数据采集与融合第二次个人作业
第一题
作业思路:
-
步骤一:看懂网页源码
-
步骤二:用 css 语法把需要的数据提出来
-
步骤三:存入数据库
-
运行结果:
-
相关代码:
from bs4 import BeautifulSoup
import urllib
import requests
import sqlite3
from bs4 import UnicodeDammit
class WeatherDB():
'''
openDB : create a database
closeDB : close database
insert : insert record into database
show : present infomation in database
'''
def openDB(self):
self.connect = sqlite3.connect("weather.db")
self.cursor = self.connect.cursor()
try:
self.connect.execute("create table weathers (wCity VARCHAR(16),wDate VARCHAR(16),wWeather VARCHAR(64),wTemp VARCHAR(32),CONSTRAINT ds_weather PRIMARY KEY (wCity,wDate))")
except:
self.cursor.execute("DELETE FROM weathers")
def closeDB(self):
self.connect.commit()
self.connect.close()
def insert(self,city,date,weather,temp):
try:
self.connect.execute("insert into weathers (wCity,wDate,wWeather,wTemp) VALUES(?,?,?,?)",(city,date,weather,temp))
except Exception as e:
print(e)
def show(self):
self.connect.execute("select * from weathers")
records = self.cursor.fetchall()
print("%-16s%-16s%-32s%-16s%"%("city","date","weather","temp"))
for record in records:
print("%-16s%-16s%-32s%-16s%"%(record[0],record[1],record[2],record[3]))
class WeatherForecast():
'''
forecastCity : forecast weekly weather of given cities
process : action
'''
def __init__(self):
self.headers = {"User-Agent": "Mozilla/5.0 (Windows NT 10.0; Win64; x64) AppleWebKit/537.36 (KHTML, like Gecko) Chrome/85.0.4183.121 Safari/537.36 Edg/85.0.564.63"}
self.citycode = {"东山":"101230608","厦门":"101230201","福州":"101230101"}
def forcastCity(self,city):
if city not in self.citycode.keys():
print(city + " code is not exist")
return
url = "http://www.weather.com.cn/weather/" + self.citycode[city] + ".shtml"
try:
req = urllib.request.Request(url, headers=self.headers)

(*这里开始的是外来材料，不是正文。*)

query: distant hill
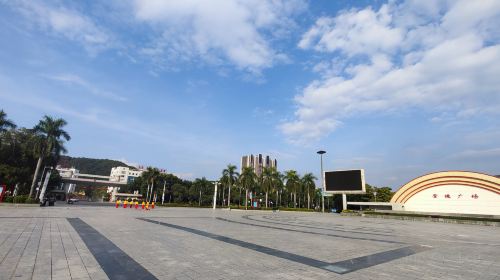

data = urllib.request.urlopen(req)
data = data.read()
data = data.decode()
soup = BeautifulSoup(data, "html.parser")
li_list = soup.select("ul[class = 't clearfix'] li")
print("城市 日期 天气 温度")
# select the weather we need
for li in li_list:
try:
date = li.select("h1")[0].text
weather = li.select("p[class = 'wea']")[0].text
temp = li.select("p[class = 'tem'] span")[0].text + "/" + li.select("p[class = 'tem'] i")[0].text
print(city + " " + date + " " + weather + " " + temp)
self.db.insert(city,date,weather,temp)
except Exception as ee:
print(ee)
except Exception as e:
print(e)
def process(self,cities):
self.db = WeatherDB()
self.db.openDB()
for city in cities:
self.forcastCity(city)
self.db.closeDB()
ws = WeatherForecast()
ws.process(["东山","厦门","福州"])
- 作业心得
本次作业主要的收获是用 css 语法从网页中挑出我们需要的数据之后存入数据库,至少了解了框架是这样子写的~
第二题
- 作业思路:
拿到题目第一反应先用 bs 把想要的数据爬下来,但是会发现其实数据都是用 JS 动态加载的,所以赶紧打开 network 模块,找到需要的信息对应下的 JS 文件发现了这个大兄弟就存储了我们想要的数据。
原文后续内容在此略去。